# fixing a centering issue



## Mal1982 (Mar 24, 2013)

*pics I promiced*

ones of the wall in question and one of the best angle I could get of all but the outside wall. any ideas are appreciated


----------



## Bondo (Dec 8, 2007)

Ayuh,.... Move the crap on the floor, 'n slide the dresser over to center it....


----------



## Mal1982 (Mar 24, 2013)

but then the cabinet doors won't open and I've got nowhere to put the drawer unit, which is getting an upgrade btw to a wooden unit with baskets


----------



## JLangefeld (Apr 8, 2021)

Mal1982 said:


> but then the cabinet doors won't open and I've got nowhere to put the drawer unit, which is getting an upgrade btw to a wooden unit with baskets


Move the dresser to the right so it's centered on that sconce. Get something tall like a plant to put on it's left side to visually separate the two sconces. Or, even if you're renting, a lessor might allow you just to remove the fixture and cap the wires as long as you'll return it to its original condition 
OR - you can get creative. Put a burned out bulb in one of the sconces and create wall art around it... Take boxes of different shapes/sizes, arrange them nicely and slap pictures on them, maybe one on each side with the boxes suspended by yarn or something... but one of the boxes doesn't turn and just happens to be covering a sconce. 
If you can't center your stuff to the sconces, make one of them the focal center and then balance the other out best you can.


----------



## Nealtw (Jun 22, 2017)

JLangefeld said:


> Move the dresser to the right so it's centered on that sconce.

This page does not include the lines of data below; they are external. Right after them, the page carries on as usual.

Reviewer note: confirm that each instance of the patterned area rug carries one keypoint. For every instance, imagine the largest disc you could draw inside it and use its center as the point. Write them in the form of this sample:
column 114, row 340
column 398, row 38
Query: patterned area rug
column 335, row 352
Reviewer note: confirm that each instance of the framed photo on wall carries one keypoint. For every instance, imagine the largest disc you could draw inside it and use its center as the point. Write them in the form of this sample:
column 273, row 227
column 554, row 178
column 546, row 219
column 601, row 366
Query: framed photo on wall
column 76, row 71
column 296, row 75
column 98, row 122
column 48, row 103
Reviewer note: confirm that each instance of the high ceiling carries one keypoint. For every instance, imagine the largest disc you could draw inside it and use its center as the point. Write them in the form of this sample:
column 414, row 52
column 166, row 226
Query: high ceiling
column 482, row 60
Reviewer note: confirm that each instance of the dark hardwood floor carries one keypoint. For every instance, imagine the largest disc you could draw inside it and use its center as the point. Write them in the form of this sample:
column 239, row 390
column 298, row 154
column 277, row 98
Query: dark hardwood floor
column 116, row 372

Get something tall like a plant to put on it's left side to visually separate the two sconces. Or, even if you're renting, a lessor might allow you just to remove the fixture and cap the wires as long as you'll return it to its original condition
> OR - you can get creative. Put a burned out bulb in one of the sconces and create wall art around it... Take boxes of different shapes/sizes, arrange them nicely and slap pictures on them, maybe one on each side with the boxes suspended by yarn or something... but one of the boxes doesn't turn and just happens to be covering a sconce.
> If you can't center your stuff to the sconces, make one of them the focal center and then balance the other out best you can.


This is a very old thread.  Mar 24, 2013


----------